Compare Healing Cancer Naturally.
No treatment, conventional or otherwise, can completely eliminate all cancer cells according to the naturally oriented physician. The reason is simple. Cancer is a systemic disease, and there are simply too many cancerous or pre-cancerous cells within the ecosystem of the body. Cancer is not a localized problem but a whole-body phenomenon of metastatic growth. Its growth process is affected by biological conditions. Non-genetically based cancer forms in the body because of toxins, the lack of oxygen, poor nutrition, and other factors such as hormonal imbalance. Whether the cancer in our body continues to multiply depends to a large degree on our body's biological terrain. It is this terrain that determines how the cancer is expressed.
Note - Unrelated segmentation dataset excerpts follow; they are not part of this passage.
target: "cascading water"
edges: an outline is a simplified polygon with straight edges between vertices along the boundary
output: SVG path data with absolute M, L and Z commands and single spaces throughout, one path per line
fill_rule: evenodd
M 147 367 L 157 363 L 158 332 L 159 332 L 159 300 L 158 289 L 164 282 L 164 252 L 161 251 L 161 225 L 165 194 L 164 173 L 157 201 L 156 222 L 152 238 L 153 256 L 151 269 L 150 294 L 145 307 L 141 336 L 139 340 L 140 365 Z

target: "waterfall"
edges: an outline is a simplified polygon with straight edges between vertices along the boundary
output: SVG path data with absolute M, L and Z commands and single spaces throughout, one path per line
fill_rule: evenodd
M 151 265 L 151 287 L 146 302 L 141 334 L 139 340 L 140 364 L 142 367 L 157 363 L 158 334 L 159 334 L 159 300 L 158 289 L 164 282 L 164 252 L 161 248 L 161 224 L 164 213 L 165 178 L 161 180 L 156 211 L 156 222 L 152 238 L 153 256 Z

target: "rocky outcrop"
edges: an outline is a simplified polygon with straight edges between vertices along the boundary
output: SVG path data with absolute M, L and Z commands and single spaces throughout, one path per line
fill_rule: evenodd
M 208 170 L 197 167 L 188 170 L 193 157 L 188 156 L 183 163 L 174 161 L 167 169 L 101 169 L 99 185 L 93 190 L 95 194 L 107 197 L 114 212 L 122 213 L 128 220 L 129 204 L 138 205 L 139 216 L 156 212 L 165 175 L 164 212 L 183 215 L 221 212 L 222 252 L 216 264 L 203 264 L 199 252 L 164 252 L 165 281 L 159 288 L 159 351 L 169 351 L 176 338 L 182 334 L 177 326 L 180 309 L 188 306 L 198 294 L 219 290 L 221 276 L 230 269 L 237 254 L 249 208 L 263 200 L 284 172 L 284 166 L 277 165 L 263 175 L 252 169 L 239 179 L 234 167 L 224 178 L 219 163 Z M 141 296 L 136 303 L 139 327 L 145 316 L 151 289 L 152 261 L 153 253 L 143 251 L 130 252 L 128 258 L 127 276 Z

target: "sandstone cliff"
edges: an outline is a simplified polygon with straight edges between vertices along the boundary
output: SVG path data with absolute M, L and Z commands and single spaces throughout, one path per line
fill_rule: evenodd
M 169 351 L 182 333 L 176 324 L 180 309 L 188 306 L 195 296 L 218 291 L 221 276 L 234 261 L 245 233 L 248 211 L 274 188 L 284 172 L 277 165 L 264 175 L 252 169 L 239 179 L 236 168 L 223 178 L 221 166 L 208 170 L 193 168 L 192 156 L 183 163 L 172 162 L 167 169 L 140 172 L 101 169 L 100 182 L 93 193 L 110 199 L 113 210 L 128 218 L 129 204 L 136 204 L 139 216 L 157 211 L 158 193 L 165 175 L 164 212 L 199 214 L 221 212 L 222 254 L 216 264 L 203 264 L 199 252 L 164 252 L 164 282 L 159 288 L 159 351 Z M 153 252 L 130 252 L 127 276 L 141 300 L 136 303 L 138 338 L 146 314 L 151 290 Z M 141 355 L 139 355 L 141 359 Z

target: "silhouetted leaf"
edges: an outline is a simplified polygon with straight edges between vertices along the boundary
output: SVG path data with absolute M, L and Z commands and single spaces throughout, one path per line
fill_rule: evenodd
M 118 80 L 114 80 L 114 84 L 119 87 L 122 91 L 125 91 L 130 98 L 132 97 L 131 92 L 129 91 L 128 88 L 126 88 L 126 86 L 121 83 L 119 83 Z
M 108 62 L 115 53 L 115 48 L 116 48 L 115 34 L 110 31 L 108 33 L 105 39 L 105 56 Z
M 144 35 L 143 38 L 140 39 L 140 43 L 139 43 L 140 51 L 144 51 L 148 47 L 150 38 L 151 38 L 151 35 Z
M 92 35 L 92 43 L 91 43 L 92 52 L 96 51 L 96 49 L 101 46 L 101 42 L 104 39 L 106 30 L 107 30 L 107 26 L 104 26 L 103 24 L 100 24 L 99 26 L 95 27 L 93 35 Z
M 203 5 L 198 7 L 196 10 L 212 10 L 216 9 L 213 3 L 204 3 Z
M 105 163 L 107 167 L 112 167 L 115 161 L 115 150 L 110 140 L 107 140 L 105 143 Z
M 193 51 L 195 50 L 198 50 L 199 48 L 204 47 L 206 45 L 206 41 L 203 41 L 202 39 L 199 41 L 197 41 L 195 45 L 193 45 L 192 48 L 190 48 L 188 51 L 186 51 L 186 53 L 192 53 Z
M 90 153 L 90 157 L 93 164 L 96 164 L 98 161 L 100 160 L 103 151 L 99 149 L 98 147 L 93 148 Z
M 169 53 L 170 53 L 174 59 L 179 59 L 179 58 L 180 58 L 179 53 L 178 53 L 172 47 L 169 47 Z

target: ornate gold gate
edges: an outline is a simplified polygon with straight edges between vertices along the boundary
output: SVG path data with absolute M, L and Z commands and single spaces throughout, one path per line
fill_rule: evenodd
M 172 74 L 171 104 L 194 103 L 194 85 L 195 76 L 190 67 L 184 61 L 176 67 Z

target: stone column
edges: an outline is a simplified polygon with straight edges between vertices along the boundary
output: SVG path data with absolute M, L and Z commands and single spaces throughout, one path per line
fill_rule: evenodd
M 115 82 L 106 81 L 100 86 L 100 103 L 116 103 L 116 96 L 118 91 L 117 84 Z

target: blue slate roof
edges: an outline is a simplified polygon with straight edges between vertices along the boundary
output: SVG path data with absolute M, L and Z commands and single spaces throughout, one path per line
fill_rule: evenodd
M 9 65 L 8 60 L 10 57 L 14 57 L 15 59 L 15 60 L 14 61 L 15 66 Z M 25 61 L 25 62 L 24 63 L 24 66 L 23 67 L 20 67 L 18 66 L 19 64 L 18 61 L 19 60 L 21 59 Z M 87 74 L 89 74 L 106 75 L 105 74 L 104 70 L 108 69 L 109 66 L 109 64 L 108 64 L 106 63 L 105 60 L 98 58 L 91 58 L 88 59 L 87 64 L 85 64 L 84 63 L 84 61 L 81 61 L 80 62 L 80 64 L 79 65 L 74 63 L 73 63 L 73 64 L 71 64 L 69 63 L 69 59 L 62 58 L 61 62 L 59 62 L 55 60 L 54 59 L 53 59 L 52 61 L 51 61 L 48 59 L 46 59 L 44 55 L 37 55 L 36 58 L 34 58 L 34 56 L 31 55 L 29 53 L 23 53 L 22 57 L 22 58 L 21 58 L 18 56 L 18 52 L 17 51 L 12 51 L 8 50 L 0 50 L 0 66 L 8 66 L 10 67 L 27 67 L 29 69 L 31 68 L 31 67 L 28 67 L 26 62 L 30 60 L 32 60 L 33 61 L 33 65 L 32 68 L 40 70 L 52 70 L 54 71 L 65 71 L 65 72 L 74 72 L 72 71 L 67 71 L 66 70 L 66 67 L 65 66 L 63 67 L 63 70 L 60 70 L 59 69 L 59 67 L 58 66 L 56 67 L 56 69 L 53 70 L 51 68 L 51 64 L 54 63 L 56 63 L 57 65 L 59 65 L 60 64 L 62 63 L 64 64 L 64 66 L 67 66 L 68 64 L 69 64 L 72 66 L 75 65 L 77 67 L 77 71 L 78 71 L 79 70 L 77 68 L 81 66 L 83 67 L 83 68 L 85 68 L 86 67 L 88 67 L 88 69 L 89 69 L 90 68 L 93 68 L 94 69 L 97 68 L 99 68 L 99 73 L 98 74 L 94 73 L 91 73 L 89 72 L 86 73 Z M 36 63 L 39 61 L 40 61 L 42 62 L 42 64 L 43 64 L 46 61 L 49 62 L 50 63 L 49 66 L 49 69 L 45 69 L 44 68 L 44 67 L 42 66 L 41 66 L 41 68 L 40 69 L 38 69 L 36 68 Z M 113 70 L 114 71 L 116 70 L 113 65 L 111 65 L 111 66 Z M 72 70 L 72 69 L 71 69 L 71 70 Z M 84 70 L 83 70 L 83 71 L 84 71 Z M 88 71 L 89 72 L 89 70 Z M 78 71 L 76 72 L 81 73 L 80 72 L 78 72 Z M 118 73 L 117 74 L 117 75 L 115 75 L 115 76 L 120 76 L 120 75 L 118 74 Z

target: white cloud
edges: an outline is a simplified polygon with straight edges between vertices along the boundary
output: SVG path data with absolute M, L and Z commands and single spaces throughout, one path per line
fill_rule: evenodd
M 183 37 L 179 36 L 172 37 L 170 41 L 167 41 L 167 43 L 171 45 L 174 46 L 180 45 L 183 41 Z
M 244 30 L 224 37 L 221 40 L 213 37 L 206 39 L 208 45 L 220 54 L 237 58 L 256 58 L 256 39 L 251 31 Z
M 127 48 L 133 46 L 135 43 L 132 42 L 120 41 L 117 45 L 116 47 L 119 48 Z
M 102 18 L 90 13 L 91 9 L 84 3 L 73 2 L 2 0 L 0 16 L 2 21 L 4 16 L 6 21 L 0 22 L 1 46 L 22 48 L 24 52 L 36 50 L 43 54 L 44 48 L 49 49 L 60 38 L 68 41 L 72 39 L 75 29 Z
Naturally oriented doctors often view cancer as a chronic, systemic and metabolic dysfunction of the genetically intracellular makeup. Tumors are only the symptoms of the submicroscopic dysfunctional causes. The root of cancer therefore lies in the progress of growth and metastasis, and not the tissue in which the tumor was first detected.
The naturally oriented doctor therefore fights cancer by optimizing the internal terrain and enabling the patient's internal system to destroy the tumor. It enhances the patient's health so that cancer cells cannot grow and multiply.